Fate of RAG γc⁰ mice after intraperitoneal injection with BSE-infected BMDC.To further investigate whether DC have the ability to propagate prion infectivity to the central nervous system, we tested, in RAG γc⁰ immunodeficient mice, the infectivity of BMDC exposed in vitro to BSE prions. These mice are resistant to murine BSE inoculum (brain homogenate) by the intraperitoneal route, although they are susceptible to the same inoculum after intracerebral inoculation (Table 2). While infected immunocompetent mice accumulated PrP^bse in spleen and brain, RAG γc⁰ mice intracerebrally infected with BSE brain homogenate accumulated PrP^bse in brain but not in spleen (data not shown). These findings confirm that RAG γc⁰ immunodeficient mice lack splenic target cells supporting BSE prion multiplication.

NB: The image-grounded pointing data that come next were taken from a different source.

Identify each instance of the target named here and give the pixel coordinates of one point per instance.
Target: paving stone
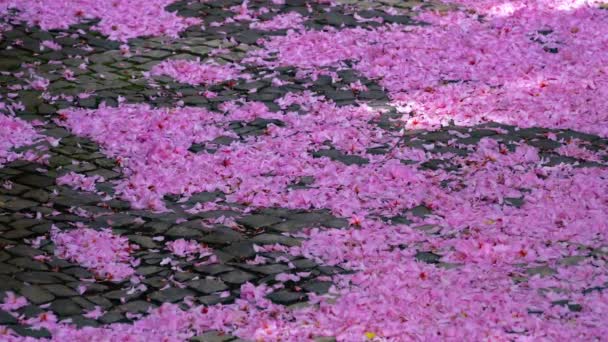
(17, 204)
(7, 318)
(143, 241)
(36, 294)
(240, 249)
(60, 290)
(137, 306)
(28, 263)
(212, 336)
(270, 239)
(112, 317)
(30, 332)
(207, 286)
(214, 269)
(318, 287)
(148, 270)
(222, 235)
(23, 250)
(237, 277)
(286, 297)
(65, 307)
(16, 234)
(267, 269)
(258, 221)
(37, 181)
(171, 295)
(183, 232)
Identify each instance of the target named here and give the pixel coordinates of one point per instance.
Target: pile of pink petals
(542, 63)
(105, 254)
(120, 20)
(15, 133)
(197, 73)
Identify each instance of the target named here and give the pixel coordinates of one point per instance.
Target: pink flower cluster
(291, 20)
(196, 73)
(105, 254)
(537, 66)
(14, 133)
(186, 248)
(120, 20)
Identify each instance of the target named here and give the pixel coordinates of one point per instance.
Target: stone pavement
(114, 76)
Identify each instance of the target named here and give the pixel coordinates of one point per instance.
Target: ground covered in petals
(303, 170)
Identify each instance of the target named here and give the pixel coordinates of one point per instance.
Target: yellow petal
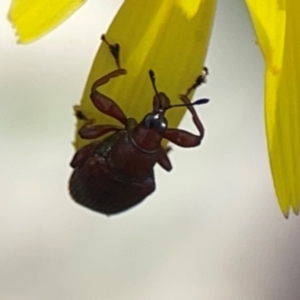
(170, 37)
(34, 18)
(277, 28)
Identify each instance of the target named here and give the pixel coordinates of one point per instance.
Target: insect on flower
(116, 173)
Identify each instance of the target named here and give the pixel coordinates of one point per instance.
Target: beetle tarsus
(114, 50)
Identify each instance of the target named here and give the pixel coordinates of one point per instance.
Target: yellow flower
(171, 37)
(34, 18)
(278, 33)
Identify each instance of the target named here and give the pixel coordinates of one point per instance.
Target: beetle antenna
(197, 102)
(202, 78)
(152, 78)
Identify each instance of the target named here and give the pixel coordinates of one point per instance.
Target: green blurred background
(212, 230)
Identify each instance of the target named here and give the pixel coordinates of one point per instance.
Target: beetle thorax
(128, 162)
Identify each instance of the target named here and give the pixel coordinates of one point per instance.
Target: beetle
(116, 173)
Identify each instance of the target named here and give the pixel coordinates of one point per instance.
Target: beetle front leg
(163, 159)
(103, 103)
(89, 132)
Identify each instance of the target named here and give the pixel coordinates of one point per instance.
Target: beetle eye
(156, 121)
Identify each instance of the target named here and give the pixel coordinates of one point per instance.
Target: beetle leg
(107, 106)
(114, 50)
(95, 131)
(163, 159)
(103, 103)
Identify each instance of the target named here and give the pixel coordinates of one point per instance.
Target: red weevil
(116, 173)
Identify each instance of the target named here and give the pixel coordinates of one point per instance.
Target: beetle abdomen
(93, 185)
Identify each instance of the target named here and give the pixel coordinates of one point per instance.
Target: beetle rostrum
(116, 173)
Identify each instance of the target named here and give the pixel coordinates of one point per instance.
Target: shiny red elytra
(116, 173)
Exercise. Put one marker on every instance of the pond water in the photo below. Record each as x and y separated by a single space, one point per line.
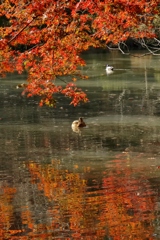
100 183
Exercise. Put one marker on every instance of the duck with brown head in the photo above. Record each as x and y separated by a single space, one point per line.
77 124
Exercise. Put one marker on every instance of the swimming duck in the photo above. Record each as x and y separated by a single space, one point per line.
79 123
109 68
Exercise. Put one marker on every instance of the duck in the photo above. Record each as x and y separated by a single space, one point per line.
78 123
109 68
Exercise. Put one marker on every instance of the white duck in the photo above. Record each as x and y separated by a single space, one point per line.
109 69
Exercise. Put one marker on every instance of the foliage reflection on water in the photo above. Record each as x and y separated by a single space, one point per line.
100 184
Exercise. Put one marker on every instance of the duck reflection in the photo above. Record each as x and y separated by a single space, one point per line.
77 125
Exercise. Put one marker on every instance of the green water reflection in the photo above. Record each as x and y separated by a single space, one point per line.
100 184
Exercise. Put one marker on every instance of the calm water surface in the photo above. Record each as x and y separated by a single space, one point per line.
100 183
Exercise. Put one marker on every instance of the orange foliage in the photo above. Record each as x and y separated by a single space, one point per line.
45 38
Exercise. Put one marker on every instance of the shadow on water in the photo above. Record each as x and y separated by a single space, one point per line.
99 183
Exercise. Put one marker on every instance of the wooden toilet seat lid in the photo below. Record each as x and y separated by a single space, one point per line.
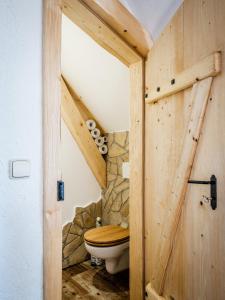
106 235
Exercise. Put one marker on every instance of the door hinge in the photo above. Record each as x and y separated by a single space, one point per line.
213 189
60 190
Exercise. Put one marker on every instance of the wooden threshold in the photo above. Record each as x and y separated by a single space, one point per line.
207 67
110 40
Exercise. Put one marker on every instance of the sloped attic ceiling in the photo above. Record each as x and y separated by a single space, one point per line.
154 15
100 79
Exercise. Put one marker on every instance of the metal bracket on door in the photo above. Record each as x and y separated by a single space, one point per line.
213 189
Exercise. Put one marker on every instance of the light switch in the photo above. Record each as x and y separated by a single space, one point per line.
19 168
126 169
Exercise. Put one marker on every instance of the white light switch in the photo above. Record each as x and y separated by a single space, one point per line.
19 168
126 169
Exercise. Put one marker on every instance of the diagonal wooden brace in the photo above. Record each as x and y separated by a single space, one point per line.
199 95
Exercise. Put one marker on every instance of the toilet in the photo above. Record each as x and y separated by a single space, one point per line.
110 243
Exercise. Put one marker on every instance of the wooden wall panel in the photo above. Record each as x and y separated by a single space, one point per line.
136 200
51 129
197 267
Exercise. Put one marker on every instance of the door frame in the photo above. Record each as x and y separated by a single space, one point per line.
52 260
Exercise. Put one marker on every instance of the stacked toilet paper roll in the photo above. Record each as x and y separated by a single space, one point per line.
96 135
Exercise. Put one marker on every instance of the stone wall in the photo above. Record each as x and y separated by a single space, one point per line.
73 233
115 199
113 208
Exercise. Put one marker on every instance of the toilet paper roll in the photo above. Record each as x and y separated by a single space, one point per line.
95 133
91 124
99 141
105 139
103 149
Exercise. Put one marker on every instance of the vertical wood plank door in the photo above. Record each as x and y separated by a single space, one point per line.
196 268
51 130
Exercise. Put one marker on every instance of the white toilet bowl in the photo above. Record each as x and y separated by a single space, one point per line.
112 248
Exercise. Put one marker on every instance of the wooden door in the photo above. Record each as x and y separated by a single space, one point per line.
196 266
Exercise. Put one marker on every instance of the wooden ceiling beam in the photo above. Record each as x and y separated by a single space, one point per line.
113 13
79 13
77 126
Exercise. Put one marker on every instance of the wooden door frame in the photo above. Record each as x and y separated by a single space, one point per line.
52 260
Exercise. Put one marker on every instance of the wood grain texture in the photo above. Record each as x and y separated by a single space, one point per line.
51 142
113 13
136 153
106 235
99 31
207 67
196 268
199 98
77 126
85 112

Four million live or dead BMDC from normal or PrP⁰ mice were incubated for 1 or 6 days with BSE prions and then intraperitoneally injected into RAG γc⁰ mice. At 6 months after injection, FACS analysis of blood showed that these mice still lacked B220 cells (data not shown). Seven hundred days after injection, no animal had developed BSE (Table 3), suggesting that BMDC did not directly release infection to nerve terminals.